A história de José Carlos, o China, se entrelaça com a do SAMU

Atualmente em função administrativa, China atua no SAMU desde antes da criação do serviço, em 1992

Na foto, o condutor José Carlos, o China, está dentro de uma ambulância, usando um uniforme do SAMU e com as mãos no volante

Hoje em função administrativa, China diz sentir saudade do tempo em que atuava no socorro direto às vítimas (Foto: Edson Hatakeyama)

 

José Carlos de Brito Farias nasceu há 72 anos em União dos Palmares, em Alagoas, mas há 35 anos, desde que começou a trabalhar na administração municipal paulistana, foi “rebatizado” de China. Hoje mais conhecido como “China do SAMU”, se orgulha do caminho que escolheu trilhar. Seu pai alagoano trabalhava na construção de vias férreas em Pernambuco, onde conheceu sua mãe, pernambucana e filha de indígenas. O casal constituiu família na cidade de União dos Palmares, em Alagoas, e teve seis filhos. Em 1965 mudaram para São Paulo, após a filha primogênita se estabelecer na capital, a 2.487 km de distância da cidade natal.

Residente da zona oeste, no bairro do Butantã, o jovem José Carlos trabalhava como auxiliar administrativo em um grande banco e como taxista, ofício que mudou sua direção profissional. Durante uma corrida para a Prefeitura de São Paulo, em conversa com uma passageira, soube da abertura de uma vaga na administração municipal para o cargo de motorista.

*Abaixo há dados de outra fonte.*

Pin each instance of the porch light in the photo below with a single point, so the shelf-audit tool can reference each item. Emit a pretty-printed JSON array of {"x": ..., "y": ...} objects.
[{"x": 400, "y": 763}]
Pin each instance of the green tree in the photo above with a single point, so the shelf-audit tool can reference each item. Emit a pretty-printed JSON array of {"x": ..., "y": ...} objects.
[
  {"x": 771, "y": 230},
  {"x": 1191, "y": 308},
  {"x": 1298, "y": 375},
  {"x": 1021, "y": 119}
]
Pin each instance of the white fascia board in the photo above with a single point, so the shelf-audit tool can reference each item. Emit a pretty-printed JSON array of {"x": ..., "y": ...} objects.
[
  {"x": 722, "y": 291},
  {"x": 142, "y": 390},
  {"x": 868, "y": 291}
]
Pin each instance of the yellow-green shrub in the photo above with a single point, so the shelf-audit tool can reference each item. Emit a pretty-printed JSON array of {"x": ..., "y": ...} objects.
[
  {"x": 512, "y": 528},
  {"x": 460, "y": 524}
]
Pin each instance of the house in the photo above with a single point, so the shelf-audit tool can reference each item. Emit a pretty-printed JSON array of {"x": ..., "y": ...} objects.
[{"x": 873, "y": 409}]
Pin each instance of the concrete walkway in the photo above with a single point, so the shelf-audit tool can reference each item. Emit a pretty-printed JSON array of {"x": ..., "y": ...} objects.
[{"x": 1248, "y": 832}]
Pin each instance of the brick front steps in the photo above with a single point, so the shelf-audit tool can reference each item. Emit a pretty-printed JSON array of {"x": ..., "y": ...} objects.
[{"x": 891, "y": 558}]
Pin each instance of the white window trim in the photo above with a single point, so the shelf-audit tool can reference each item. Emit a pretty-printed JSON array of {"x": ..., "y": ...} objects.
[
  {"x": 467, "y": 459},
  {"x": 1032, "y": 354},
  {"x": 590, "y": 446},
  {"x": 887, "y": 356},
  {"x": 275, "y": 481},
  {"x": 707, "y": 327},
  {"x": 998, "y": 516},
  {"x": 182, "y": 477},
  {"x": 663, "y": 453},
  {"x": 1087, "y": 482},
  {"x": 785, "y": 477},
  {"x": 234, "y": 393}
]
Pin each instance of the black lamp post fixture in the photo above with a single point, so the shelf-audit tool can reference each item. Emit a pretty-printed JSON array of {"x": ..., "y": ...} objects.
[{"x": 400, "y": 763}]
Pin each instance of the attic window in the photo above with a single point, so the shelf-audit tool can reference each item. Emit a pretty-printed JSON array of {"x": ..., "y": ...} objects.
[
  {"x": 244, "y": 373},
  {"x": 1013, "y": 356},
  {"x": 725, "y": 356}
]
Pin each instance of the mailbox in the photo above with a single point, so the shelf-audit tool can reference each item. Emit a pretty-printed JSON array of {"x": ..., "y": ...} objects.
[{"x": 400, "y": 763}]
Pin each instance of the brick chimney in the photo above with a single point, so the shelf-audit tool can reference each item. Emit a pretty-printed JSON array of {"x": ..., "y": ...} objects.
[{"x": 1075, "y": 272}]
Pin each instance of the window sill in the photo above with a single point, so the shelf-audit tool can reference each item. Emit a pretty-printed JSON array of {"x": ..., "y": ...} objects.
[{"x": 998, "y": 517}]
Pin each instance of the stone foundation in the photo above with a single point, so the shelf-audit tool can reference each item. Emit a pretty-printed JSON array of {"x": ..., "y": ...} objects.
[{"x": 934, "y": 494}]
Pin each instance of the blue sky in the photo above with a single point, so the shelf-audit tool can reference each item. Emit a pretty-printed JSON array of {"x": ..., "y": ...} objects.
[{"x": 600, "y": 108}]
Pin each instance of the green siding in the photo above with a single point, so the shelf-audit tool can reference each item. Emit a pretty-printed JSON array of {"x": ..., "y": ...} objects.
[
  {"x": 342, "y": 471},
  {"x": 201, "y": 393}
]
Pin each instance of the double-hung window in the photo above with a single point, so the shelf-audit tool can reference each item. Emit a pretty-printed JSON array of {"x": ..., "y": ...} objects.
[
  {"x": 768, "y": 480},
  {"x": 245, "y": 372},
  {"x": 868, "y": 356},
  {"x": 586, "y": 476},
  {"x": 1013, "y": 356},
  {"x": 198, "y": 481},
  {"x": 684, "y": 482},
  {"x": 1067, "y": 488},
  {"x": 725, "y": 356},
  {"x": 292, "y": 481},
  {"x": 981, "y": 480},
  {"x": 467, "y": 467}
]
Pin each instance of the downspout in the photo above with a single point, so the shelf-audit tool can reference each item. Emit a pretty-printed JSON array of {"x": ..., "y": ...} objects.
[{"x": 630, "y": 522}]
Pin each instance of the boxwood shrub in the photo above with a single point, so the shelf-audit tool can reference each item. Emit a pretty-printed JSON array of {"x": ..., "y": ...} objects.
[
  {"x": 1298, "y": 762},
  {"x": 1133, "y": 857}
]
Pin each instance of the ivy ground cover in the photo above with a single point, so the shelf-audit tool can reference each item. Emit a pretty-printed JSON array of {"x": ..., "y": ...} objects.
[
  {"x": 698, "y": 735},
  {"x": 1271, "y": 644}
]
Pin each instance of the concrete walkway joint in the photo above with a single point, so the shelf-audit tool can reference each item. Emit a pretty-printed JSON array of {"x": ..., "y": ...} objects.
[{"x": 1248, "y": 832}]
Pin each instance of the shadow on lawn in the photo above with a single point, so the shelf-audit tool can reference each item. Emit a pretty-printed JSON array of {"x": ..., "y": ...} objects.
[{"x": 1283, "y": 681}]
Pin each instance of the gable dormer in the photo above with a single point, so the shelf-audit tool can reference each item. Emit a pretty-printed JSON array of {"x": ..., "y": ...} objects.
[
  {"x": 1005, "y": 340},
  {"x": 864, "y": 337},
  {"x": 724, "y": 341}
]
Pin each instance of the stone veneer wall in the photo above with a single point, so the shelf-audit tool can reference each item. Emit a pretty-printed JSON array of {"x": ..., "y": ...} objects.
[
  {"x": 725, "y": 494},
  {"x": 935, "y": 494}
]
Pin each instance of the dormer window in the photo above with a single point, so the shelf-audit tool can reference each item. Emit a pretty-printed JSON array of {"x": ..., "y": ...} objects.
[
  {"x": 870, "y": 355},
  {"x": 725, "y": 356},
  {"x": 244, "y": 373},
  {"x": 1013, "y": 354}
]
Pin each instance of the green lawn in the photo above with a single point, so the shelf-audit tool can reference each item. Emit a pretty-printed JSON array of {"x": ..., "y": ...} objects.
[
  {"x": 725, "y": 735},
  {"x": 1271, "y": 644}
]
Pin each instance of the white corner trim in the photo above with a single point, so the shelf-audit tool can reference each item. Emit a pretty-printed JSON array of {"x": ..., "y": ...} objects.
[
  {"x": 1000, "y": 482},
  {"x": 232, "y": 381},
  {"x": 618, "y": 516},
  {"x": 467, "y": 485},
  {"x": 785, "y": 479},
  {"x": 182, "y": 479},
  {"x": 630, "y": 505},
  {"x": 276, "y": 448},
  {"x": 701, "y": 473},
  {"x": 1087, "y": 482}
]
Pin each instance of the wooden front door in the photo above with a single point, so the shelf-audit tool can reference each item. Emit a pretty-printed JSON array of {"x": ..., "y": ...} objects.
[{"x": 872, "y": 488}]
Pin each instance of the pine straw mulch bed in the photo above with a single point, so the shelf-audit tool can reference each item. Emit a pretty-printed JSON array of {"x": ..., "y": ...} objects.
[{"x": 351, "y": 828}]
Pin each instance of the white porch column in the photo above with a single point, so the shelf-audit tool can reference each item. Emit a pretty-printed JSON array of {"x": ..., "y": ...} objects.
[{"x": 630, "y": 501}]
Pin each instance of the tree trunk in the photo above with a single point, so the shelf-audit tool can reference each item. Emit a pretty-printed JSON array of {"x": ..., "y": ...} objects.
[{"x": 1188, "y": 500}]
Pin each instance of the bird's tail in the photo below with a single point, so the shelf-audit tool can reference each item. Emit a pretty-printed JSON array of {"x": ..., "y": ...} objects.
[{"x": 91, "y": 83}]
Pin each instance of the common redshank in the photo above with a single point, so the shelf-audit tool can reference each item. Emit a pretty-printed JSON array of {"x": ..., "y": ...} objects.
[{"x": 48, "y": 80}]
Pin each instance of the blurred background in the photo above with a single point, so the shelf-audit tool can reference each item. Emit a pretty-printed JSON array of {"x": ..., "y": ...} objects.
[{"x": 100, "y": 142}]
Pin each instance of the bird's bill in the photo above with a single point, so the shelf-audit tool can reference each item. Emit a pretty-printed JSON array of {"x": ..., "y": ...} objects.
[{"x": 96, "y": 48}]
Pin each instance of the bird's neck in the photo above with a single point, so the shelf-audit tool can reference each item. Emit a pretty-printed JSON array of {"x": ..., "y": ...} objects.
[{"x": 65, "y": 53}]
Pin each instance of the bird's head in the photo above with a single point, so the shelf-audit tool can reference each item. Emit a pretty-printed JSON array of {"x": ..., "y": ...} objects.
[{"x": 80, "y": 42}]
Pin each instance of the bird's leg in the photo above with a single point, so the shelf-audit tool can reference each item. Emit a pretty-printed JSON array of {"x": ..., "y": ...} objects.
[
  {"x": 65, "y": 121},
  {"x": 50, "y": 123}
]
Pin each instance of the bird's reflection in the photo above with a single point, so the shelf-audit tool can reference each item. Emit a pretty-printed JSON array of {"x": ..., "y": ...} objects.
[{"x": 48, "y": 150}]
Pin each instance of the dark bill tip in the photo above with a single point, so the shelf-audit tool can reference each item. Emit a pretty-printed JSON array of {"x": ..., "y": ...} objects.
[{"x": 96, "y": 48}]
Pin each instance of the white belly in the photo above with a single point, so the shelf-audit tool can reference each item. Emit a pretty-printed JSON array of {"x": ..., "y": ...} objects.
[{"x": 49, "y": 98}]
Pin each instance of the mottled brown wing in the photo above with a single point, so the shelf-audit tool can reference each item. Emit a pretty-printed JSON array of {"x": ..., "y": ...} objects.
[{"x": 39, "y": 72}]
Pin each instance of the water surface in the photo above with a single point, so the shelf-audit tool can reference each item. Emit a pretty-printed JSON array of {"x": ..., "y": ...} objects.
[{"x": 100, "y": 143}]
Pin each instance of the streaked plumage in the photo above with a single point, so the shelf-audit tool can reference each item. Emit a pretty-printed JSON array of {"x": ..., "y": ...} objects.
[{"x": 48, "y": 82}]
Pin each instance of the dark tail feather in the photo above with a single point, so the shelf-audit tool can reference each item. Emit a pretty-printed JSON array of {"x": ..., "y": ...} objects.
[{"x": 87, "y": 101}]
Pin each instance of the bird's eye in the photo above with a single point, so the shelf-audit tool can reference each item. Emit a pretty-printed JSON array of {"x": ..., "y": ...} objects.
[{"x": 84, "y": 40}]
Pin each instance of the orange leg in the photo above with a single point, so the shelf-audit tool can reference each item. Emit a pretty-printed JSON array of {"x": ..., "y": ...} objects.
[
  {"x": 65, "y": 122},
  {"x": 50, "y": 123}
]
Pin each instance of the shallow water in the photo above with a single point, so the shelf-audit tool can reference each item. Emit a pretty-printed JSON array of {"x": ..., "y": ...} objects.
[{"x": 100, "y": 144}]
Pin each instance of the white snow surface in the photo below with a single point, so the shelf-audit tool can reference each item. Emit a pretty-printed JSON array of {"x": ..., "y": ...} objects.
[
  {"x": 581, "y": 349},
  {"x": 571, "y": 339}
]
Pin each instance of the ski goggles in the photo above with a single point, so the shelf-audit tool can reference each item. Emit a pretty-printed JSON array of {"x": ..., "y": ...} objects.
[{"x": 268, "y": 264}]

Munido de confiança e coragem, voltou no dia seguinte ao gabinete do então prefeito oferecendo seus serviços para início imediato em qualquer posto de trabalho disponível. Mesmo sem a garantia de colocação, foi encaminhado para a Regional Butantã, hoje equivalente à subprefeitura local, onde foi contratado como motorista do administrador regional. Foi durante os primeiros dias de trabalho na Regional que recebeu o apelido de China, dado pelo chefe do tráfego e adotado pelos colegas em razão de seus olhos levemente puxados, herança dos ancestrais indígenas. Hoje até alguns familiares o chamam dessa forma.

Trabalhou na então Regional Butantã e foi admitido pela gestão municipal em 1985, quando atuou na área correspondente à Vigilância Sanitária. Em 1989, por meio de concurso público, iniciou suas atividades em ocorrências de atendimento pré-hospitalar (APH) na Central de Comunicações (Cecom), que hoje é o Serviço de Atendimento Móvel de Urgência (SAMU).

China atua no SAMU desde antes da criação do serviço, em 1992. Participou de centenas de ocorrências em sua carreira e, segundo ele, algumas delas muito marcantes, como a do atendimento a um senhor em situação de rua acompanhado de um cachorro. O servidor conta que após prestarem o primeiro atendimento ao homem, que não queria deixar seu animal de estimação desamparado, se predispôs a garantir que alguém levasse o cão até o hospital onde o paciente seria internado para tranquilizá-lo. E cumpriu sua promessa. O cachorro ficou sob os cuidados da equipe de vigilância da unidade hospitalar durante o período de internação do paciente. “Uns 15 dias depois de receber alta, esse senhor me reencontrou na mesma praça onde o havíamos socorrido, me reconheceu e me agradeceu bastante pelo cuidado que tivemos com ele e seu bichinho”, relembra. “São esses momentos que fazem tudo valer a pena, eu gosto muito do meu trabalho”, diz.

China conta que descobriu sua aptidão depois de presenciar o incêndio no edifício Andraus, em 1972, na região da República, centro de São Paulo. Ao acompanhar o trabalho dos bombeiros e policiais no acidente que matou 16 pessoas, o jovem que tinha 23 anos se ofereceu para ajudar no salvamento das vítimas, mas para sua própria segurança foi impedido pelos profissionais que combatiam as chamas.

O condutor afirma que foi no serviço público que encontrou seu propósito. Desde 1997 exerce função administrativa, mas diz sentir saudade da época em que realizava atendimentos diretamente às vítimas. Ressalta que tem o SAMU como parte de sua família e que nada o desmotiva. “Adoro trabalhar nesta função de servir. Salvar vidas foi o melhor reconhecimento por meu trabalho, me sinto feliz em fazer o bem.” Se ele pensa em se aposentar? Não tão cedo. “Quero continuar trabalhando.”